Nearing his conclusion Petr Drulák adds that a “renewed fraternity can grow from a narrative or narratives” in which the essential elements of the potential glue mentioned above are cultivated in a new way and which grapple with the need for a mystic union between the individual and society on the one hand and God or the universe on the other.

This, however, adds even more complexity and generates more questions than answers. For where is this development supposed to come from and what form will it take?

The author believes that it will grow out of the “discontent of the people” with the state of their societies and that it will take the form of a “protest movement.” Such a movement can have the chance of making its mark in history only if it represents as many social and professional groups as possible and, while having its national epicenters, only if it involves the entire West, is based on inclusive discussions and grapples with the human desire for the infinite. And—that’s all. By the end of the book, the reader is left with the impression that he or she doesn’t have any idea how the West and the community to which he or she belongs can be salvaged.

However, it would be unfair to blame the author for this. The turning point is not easy to predict and is often impossible to recognize as such, even as and when it happens and even if it is very clearly outlined. Who would have thought that the self-immolation of the Tunisian street vendor Mohamed Bouazizi would spark off a revolution throughout the Arab world?

Petr Drulák is right to say that many decisive events depend on forces nobody can control. That is why his book does not provide for a fast and easy step-by-step renewal of the West recipe. After all, providing this kind of exit for today is not the job of an academic, since specific recipes are pre-eminently a task for politics, rather than political science.

It is just a pity that the author has not expanded this section of the book by adding a few pages covering the protest movements that have recently emerged in the West, the Occupy movement in particular.

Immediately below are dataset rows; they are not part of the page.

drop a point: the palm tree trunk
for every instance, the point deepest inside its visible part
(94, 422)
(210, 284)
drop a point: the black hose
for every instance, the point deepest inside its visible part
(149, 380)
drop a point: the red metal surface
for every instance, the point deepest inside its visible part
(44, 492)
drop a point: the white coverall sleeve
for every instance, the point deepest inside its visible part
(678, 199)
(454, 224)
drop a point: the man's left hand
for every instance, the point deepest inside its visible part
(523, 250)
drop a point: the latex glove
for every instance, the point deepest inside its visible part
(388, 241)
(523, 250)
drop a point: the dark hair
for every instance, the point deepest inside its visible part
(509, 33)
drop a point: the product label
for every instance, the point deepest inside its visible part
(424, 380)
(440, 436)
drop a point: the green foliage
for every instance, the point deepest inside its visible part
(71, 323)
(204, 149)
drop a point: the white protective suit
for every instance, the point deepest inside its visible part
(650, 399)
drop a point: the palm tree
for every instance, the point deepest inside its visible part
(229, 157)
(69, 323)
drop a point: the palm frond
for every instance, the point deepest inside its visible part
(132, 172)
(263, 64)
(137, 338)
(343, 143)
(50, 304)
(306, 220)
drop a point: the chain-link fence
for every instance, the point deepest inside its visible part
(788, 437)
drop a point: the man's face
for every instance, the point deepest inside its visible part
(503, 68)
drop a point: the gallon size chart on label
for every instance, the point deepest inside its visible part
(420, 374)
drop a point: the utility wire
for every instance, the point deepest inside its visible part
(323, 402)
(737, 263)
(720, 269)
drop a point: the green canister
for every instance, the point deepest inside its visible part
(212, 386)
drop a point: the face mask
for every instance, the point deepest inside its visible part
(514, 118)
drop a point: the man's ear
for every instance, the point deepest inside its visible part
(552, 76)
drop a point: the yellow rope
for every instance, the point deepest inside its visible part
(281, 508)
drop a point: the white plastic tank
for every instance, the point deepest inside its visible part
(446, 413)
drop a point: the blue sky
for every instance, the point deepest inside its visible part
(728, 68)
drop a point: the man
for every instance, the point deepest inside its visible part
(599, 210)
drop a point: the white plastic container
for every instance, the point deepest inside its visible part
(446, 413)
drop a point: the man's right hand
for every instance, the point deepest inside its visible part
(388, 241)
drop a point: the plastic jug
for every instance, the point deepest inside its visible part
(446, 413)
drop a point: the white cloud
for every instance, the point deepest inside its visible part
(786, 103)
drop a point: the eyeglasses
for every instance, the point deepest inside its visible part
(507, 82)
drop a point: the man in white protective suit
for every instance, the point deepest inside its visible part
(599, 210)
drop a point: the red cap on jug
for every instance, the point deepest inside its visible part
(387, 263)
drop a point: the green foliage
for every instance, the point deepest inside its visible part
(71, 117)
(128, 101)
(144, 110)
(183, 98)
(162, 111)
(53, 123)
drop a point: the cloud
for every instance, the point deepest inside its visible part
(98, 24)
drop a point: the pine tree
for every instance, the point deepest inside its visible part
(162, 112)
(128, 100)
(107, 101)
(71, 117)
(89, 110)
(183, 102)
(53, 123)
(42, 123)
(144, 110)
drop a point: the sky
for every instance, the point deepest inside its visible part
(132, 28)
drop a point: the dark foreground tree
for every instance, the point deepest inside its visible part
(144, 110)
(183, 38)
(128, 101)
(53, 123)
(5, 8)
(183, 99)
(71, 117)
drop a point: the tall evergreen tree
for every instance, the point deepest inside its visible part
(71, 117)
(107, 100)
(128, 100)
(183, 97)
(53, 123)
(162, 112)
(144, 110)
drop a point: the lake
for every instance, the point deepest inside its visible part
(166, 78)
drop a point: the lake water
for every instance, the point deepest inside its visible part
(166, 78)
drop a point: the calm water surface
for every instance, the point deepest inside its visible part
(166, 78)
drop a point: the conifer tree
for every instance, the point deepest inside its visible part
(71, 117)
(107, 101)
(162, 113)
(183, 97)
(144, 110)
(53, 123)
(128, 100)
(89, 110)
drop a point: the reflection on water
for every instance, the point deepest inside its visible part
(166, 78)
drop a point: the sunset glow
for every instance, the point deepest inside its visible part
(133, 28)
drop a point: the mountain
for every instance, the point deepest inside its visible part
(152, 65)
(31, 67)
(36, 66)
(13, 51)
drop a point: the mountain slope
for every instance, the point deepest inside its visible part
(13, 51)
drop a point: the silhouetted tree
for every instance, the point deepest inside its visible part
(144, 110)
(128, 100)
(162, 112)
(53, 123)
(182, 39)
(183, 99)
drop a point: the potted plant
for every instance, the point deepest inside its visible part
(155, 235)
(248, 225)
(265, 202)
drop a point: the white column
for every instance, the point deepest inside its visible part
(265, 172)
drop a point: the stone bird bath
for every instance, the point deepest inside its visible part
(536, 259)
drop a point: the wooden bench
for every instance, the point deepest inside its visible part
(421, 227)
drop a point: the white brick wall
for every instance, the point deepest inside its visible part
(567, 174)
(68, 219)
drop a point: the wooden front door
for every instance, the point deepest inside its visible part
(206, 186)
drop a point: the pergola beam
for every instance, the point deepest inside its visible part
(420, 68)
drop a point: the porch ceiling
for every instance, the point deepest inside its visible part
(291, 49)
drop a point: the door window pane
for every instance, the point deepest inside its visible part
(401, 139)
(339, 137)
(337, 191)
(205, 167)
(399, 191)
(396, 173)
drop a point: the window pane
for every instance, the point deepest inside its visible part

Occupy has met the requirements of a supranational movement motivated by popular discontent: it has involved several social groups and elements of positive democracy (active and selfless interest in public affairs on the part of most participants and their willingness to give the movement the “gift” of labor, time, etc.) and possibly, in a wider sense, also love, as defined by Petr Drulák. That is why an analysis of this type of protest movement through the author’s optics might help the reader anticipate a future “grand narrative” and assess future political recipes.

Students Who Haven’t Been

In my introduction, I said that this publication can be read as a textbook. Its strength lies in the fact that, as opposed to many textbooks, it is not sterile in spite of the occasionally excessively encyclopedic style. This is because it uses “live matter”—our present—and that gives it an urgency. Its weakness consists in the fact that it is most likely to miss its key “student” audience. The Politics of Indifference: the Czech Republic and the West in Crisis will be read mostly by people who are already interested in the issue whereas, in fact, it ought to be read mainly by those who long to be our leaders and want us to enable their ambitions. Most of these people are unlikely to read it. That, however, is hardly Petr Drulák’s fault.

Katerina Šafaříková

Katerina Šafaříková is a Czech journalist who covers mostly the Czech foreign policy and the EU matters. She now works for Česká Pozice, an online investigative media.